Rôle et implication du citoyen dans la collecte d’informations sur des sujets stratégiques

Labyrinthe, Solution, Perdu, Problème, Défi, Jeu

par Maëlle Calmard, Director of International development Easy Metric

Le 20e siècle a vu l’émergence de conflits où les morts sur les champs de batailles ont laissé place à des « morts » économiques et sociétales. Les guerres actuelles se déroulent désormais par écrans interposés. Le renseignement est devenu une arme de destruction massive pour qui sait s’en servir.

Cette arme est-elle uniquement le fait de professionnels du renseignement, à l’instar des services spécialisés ou bien le citoyen « de base » a-t-il encore un rôle à jouer dans la collecte de l’information ?

Gouvernement et Citoyens : l’impossible confiance ?
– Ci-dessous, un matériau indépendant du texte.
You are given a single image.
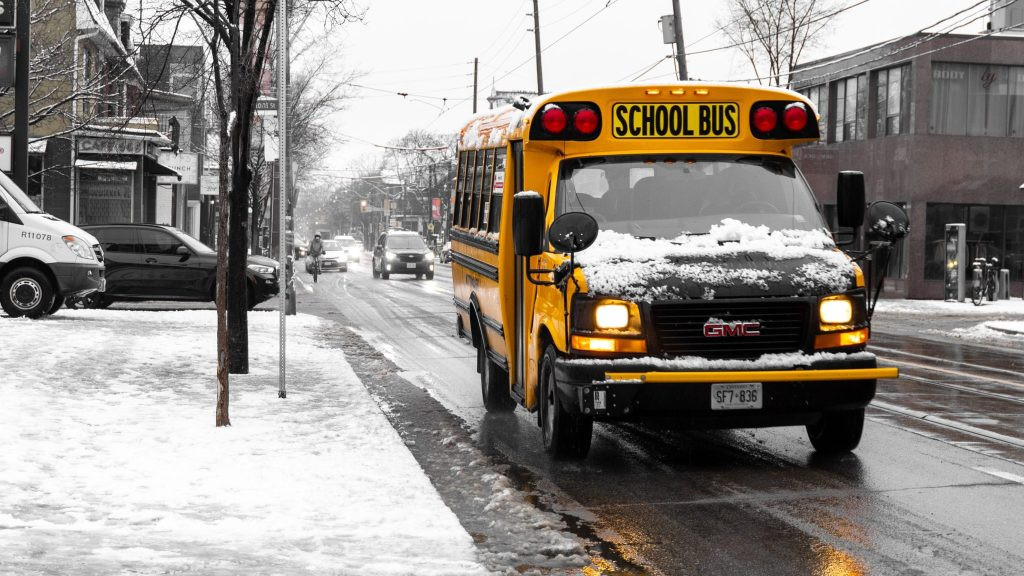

Le rôle croissant que joue l’Internet dans nos vies, la digitalisation galopante des métiers et des entreprises ainsi que la mondialisation accélérée de l’économie redéfinissent les règles du jeu pour les responsables politiques et l’exercice de la démocratie. Dans le célèbre roman de George Orwell, «1984 », qui décrit une société totalitaire où l’État a la mainmise sur la population ne semble plus être une simple fiction. 

Toutes les organisations de gouvernance qu’elles soient totalitaires ou démocratiques tentent d’utiliser le levier du patriotisme pour exiger l’adhésion du peuple à des activités de collecte de l’information censées, en filigrane, prouver son amour pour la patrie.

Mais pour y parvenir, il est nécessaire d’établir une relation de confiance réciproque. Dans les démocraties occidentales la liberté d’expression est garantie, le citoyen se sent libre de s’exprimer et de penser. Il se sent protéger par les institutions gouvernementales qui lui assure protection et liberté dans ce domaine.

Un modèle qui convient à la majorité de la population. Illusoire ou non, la confiance est établie, le patriotisme peut alors constituer un formidable levier de mobilisation des citoyens.

Mais plusieurs exemples dans l’actualité ont démontré que le patriotisme peut conduire également à une forme de « trahison » avec notamment certains citoyens qui se transforment en lanceurs d’alerte, patriotes contrariés, dont le sentiment de patriotisme exacerbé n’a pas résisté à certaines politiques de surveillance de masse de la population.

Ces scandales très médiatisés ont dès lors détérioré la relation réelle ou non, consentie ou non, de confiance entre les gouvernements et leurs citoyens. La méfiance s’est alors installée faisant prendre conscience aux gouvernements qu’ils ne pouvaient pas demander n’importe quoi à leur peuple.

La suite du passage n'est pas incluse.